Manar Attiya, Dimanche, 22 octobre 2017

« Zéro faim » est un programme de la FAO visant à améliorer la sécurité alimentaire dans les villages pauvres de la Haute-Egypte. L’objectif étant d’être à l’abri de la faim d’ici 2030. Reportage au village Manchiyet Abdel-Samad, à Béni-Soueif.

Lutter contre la faim autrement
« Zéro faim » discute toutes les difficultés qui sont en étroite relation avec la femme. (Photo : Mohamad Abdou)

Plus de 35 paysans, tous âges confondus, habillés en djellaba, sont assis à même le sol, d’autres arrivent en masse et tentent de se frayer un chemin et trouver une place où s’asseoir. Installés les uns à côté des autres, ces paysans sont là pour apprendre comment obtenir un meilleur rendement et augmenter leurs revenus. Ces agriculteurs suivent des cours hebdomadaires, et ce, pour une durée de quatre mois (du début de la période de plantation jusqu’à la récolte). La scène se déroule en pleine campagne, dans le village de Manchiyet Abdel-Samad, situé à Béni-Soueif (100 km au sud du Caire), où est basée l'une des écoles communautaires mises en place par l’Organisation des Nations-Unies pour l’alimentation et l’agriculture (FAO).

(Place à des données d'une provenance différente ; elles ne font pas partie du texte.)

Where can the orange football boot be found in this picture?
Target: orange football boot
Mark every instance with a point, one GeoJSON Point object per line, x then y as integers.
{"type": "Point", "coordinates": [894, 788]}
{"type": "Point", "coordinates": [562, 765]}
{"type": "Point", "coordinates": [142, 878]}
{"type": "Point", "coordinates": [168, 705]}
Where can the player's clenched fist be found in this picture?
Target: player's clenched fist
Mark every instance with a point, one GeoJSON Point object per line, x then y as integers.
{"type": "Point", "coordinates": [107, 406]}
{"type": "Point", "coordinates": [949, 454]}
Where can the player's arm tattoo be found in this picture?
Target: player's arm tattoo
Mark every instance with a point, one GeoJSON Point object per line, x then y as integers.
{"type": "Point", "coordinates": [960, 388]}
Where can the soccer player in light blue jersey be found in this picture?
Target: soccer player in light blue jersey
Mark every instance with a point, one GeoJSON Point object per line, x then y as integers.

Hadj Ali Zaki, qui possède 3 feddans, a toujours utilisé une méthode de culture traditionnelle (20 et 25 cm entre un plant et un autre avec des sillons de 60 cm de largeur). Il voudrait essayer une nouvelle méthode (30 et 35 cm entre un plant et un autre et des sillons de 70 cm de largeur) et a réservé un demi-feddan pour entamer l’expérience (un quart de feddan cultivé à l’ancienne et le reste pour tester la nouvelle méthode).

Comme tous les autres agriculteurs, hadj Ali hésitait à appliquer le nouveau procédé, craignant les risques. Mais en faisant l’expérience, il a compris qu’il avait tort. « En comparant les deux méthodes, j’ai constaté que les poivrons cultivés à l’ancienne ont la peau flétrie et portent des taches brunes, et au moment de la récolte, je remplis l’équivalent de 2 sacs de jute en une semaine (soit 50 kilos par sac). Tandis qu’avec la nouvelle méthode, la peau du poivron est ferme, lisse et brillante, et donc plus saine, et nous obtenons à la cueillette 20 sacs remplis de poivrons chaque semaine », précise hadj Ali avec un sourire radieux. Il ajoute que depuis, ses revenus ont augmenté, car la tonne de poivrons cultivés en suivant le nouveau procédé est vendue à 3 000 L.E., tandis que l’ancienne ne lui rapportait que 1 000 L.E.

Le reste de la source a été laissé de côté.